Court of Justice adds Michelle Clouston, Archana Medhekar, Jesse Razaqpur, Mary Warren as judges

Four judicial appointees, three of whom are women, have background in family and criminal law

Court of Justice adds Michelle Clouston, Archana Medhekar, Jesse Razaqpur, Mary Warren as judges

Doug Downey, Ontario’s attorney general, has announced the appointments of Michelle Marie Clouston, Archana Arun Medhekar, Jesse M. Razaqpur, and Mary Meta Elizabeth Warren as judges of the Ontario Court of Justice as of Jan. 29. 

Sharon Nicklas, chief justice of the Ontario Court of Justice, assigned the new appointees as follows: 

  • Clouston: Kenora 
  • Medhekar: Fort Frances/Kenora 
  • Razaqpur: Simcoe/Cayuga/Brantford 
  • Warren: North Bay 

A bulletin from the provincial government provided more information regarding the four new judges. 

Michelle Clouston

In Manitoba, Clouston commenced her legal career as an associate at Petersen King, a former law firm. 

Upon joining Law North Law Corporation, she served as child protection agency counsel for Child and Family Services and Michif Child and Family Services in Thompson, Manitoba. As private and legal aid counsel, she acted for family law clients. 

In 2018, Clouston became per diem counsel at the Fort Frances Crown Attorney’s Office within the Ministry of the Attorney General of Ontario. 

She was senior legal counsel at Kenora-Rainy River Districts Child and Family Services before her May 2025 appointment as a justice of the peace in Kenora. 

Clouston has been a member of the Organization of Counsel for Children’s Aid Societies. 
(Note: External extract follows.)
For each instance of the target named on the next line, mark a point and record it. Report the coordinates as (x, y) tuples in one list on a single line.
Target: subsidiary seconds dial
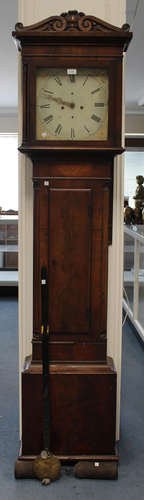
[(71, 104)]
She joined the Manitoba bar in 2012 and the Ontario bar in 2018. She graduated from the University of Manitoba Faculty of Law. 

Archana Medhekar

As an associate at Satwant Singh Khosla Law Office, Medhekar practised family, corporate, and immigration law. She became a partner at the former MW Lawyers LLP in 2005. 
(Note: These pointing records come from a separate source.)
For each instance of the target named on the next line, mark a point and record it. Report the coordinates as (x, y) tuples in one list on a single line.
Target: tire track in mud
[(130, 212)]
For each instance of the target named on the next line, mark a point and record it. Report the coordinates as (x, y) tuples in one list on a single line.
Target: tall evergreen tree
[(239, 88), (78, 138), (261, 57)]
In 2008, she launched her own firm. She has served as a family lawyer, a lawyer for the Office of the Children’s Lawyer (OCL), an OCL legal panel member, duty counsel, a mediator, and an arbitrator. 

Medhekar was president of the Ontario Association of Family Mediation. She has taught at the University of Guelph-Humber and in the certificate in family mediation program at York University School of Continuing Studies. 

She has volunteered with the United Nations’ working group of Mediators Beyond Borders International and with COSTI Immigrant Services, a community-based agency furnishing employment, educational, and social services to immigrant communities. 

Medhekar is a member of the Ontario bar, admitted in 2004, and a family law specialist, certified by the Law Society of Ontario. She graduated from the Manikchand Pahade Law College in India and earned an LLM from York University’s Osgoode Hall Law School.

Jesse Razaqpur

At the start of his legal career, Razaqpur was a criminal defence lawyer often representing legal aid clients at Edward H. Royle & Associates LLP. 

In 2015, he began his own criminal law practice in Toronto. In 2018, he became an agent for the Public Prosecution Service of Canada (PPSC), where he prosecuted numerous drug cases in Hamilton. 

Razaqpur became one of three partners at MMLR Law Professional Corporation. Since 2023, he has served as contact counsel for the PPSC with that firm. 

He has been a member of the Hamilton Law Association’s library committee and of the steering committee of the Indigenous Peoples’ Court at the Ontario Court of Justice, where he helped establish a specialty court in Hamilton. 

Razaqpur joined the Ontario bar in 2010. He graduated from Osgoode Hall Law School. 

Mary Warren

At Carroll & Wallace Barristers, Warren worked as an articling student and later as a lawyer. Since 2018, she has worked as a partner at the former Stein & Warren Barristers, in association with Carroll & Wallace. 

Her practice has included handling criminal matters, collaborating with family counsel for clients with related family law disputes, and representing complainants in sexual assault cases. 

She has acted for Ontario police officers in Special Investigations Unit investigations and disciplinary matters. Her work has also covered numerous public inquiries and coroners’ inquests. 

Since 2019, Warren has acted as per diem counsel for the Legal Services Board of Nunavut, also known as Nunavut Legal Aid. In that role, she frequently visited remote Arctic communities. 

She has served as an adjunct professor, clinic director, and volunteer supervising lawyer with the Ticket Defence Program, a charitable organization working with the University of Ottawa Faculty of Law. 

As a volunteer lawyer with the Ontario Justice Education Network, Warren has provided public legal education to youth, alongside prosecutors and police officers. 

She joined the Ontario bar in 2014. She graduated from the University of Ottawa Faculty of Law.